There’s resistance to proposals to allow the maximum frame size to be negotiated during the handshake phase but there’s a standard close code for “frame too big”… Should an application just guess how large it’s allowed to go?

The view of some on the discussion list seems to be that “A server (or client) which exposes the frames as its primary API is doing it wrong.” but it seems to me that to write a flexible and general purpose protocol parser which can be used by both push and pull APIs you have no option but to expose details of the message framing. The reason for this is that a general purpose parser cannot buffer complete messages, or even complete frames and so must deliver the data either as a stream of bytes at an application level or as a sequence of partial frames and allow the application to decide how to accumulate the frames into messages. By hiding all of the framing from the application the application developer cannot take advantage of knowledge that he has of the message structure of his particular messages. This is especially useful with asynchronous APIs where the application might be pushed buffers with data in them as the data arrives - which is how most of The Server Framework happens to operate and how I/O Completion Port centric designs would tend to work. If an application works in terms of, say, messages that could be at most 4096 bytes and is dealing with buffers that can contain complete messages then it could use the details of the data framing to allow it to efficiently accumulate the data into a single buffer and then dispatch the complete message for processing when it receives the final frame. The alternative is to add complexity to the protocol parser by allowing it to accumulate ‘messages’ up to a configurable size and present complete messages via one callback and incomplete messages via another, or to provide only a stream based pull API which requires the application to needlessly copy data from the protocol parser’s buffers into its own.
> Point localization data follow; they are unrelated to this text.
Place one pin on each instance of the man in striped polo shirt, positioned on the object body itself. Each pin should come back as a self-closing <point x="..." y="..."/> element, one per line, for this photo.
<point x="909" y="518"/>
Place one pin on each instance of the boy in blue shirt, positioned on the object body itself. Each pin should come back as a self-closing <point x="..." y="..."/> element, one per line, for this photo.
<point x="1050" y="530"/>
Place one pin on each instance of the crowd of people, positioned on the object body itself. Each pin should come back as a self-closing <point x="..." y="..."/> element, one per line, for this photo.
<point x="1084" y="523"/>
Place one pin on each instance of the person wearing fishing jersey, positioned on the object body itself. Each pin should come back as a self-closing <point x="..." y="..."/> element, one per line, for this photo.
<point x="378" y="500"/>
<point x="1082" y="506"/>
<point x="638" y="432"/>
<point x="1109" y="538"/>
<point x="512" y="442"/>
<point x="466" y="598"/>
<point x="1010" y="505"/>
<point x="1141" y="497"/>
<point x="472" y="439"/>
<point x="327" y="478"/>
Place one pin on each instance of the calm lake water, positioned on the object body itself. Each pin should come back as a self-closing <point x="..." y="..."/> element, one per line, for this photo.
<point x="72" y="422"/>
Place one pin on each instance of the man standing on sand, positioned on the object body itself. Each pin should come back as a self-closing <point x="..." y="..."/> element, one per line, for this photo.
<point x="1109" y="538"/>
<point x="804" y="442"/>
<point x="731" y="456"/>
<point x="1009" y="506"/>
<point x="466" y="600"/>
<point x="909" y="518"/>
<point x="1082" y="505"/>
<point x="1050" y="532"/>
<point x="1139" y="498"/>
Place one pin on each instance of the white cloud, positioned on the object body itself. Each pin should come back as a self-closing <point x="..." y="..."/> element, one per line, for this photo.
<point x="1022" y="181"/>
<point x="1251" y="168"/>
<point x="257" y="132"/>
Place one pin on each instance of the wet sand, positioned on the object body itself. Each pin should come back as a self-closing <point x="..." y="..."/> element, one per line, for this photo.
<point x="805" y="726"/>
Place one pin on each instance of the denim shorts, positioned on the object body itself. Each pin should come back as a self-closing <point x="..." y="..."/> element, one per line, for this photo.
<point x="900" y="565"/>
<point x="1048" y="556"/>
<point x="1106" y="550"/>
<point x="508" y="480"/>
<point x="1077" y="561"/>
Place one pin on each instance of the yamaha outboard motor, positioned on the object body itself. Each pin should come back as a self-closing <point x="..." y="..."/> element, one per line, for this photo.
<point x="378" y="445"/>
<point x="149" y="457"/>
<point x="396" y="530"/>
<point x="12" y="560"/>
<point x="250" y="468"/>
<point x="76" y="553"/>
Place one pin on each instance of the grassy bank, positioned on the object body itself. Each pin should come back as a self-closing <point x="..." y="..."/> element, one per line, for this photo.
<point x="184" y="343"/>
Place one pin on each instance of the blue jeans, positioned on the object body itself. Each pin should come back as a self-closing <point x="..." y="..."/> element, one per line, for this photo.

The 63bit fragment size and fragmentation in general appear to come from a requirement for streaming data from one end of the connection to the other, see here where a Unixy design idea of simply telling the application to “read x amount of data from this file handle” seems perfectly sensible… Of course this design will fail as soon as you need to send a stream that’s bigger than the 63bit frame size will allow and it’ll also fail if the frame is fragmented as then the API becomes “read x amount of data from this file handle, but you’re not done yet, wait and I’ll call you again with more”… At which point and given the possibility of intermediaries that fragment your large fragment down to, lets be generous, 1024 byte fragments anyway, you may as well simply limit the maximum size of frames to something more manageable… But I suppose “nobody will ever need more than 63bits of data length”…

Unfortunately, large frame sizes also open the protocol up to lazy application design. Lets say we’re sending a file, we open the file and read some, send a fragmented frame header for the total file length and then simply start sending data. Cool, we don’t need to worry about the protocol any more, no need to build messages, just pull the data from disk and send it to the other side. This works fine until you have a read failure, or any other reason to terminate the connection. Since you’re in the middle of sending a single huge frame you can’t send an application level frame that informs the other side of the problem. You can’t even send a WebSocket close frame to shut down the connection cleanly, all you can do is abort the connection…

So, WebSockets presents a sequence of infinitely long byte streams with a termination indicator (the FIN bit in the frame header) and not a message based interface as you might initially believe. Given that a general purpose protocol handler can only work in terms of partial frames, we effectively have a stream based protocol with lots of added complexity to provide the illusion of a message based protocol that can actually only ever be dealt with as a stream of bytes.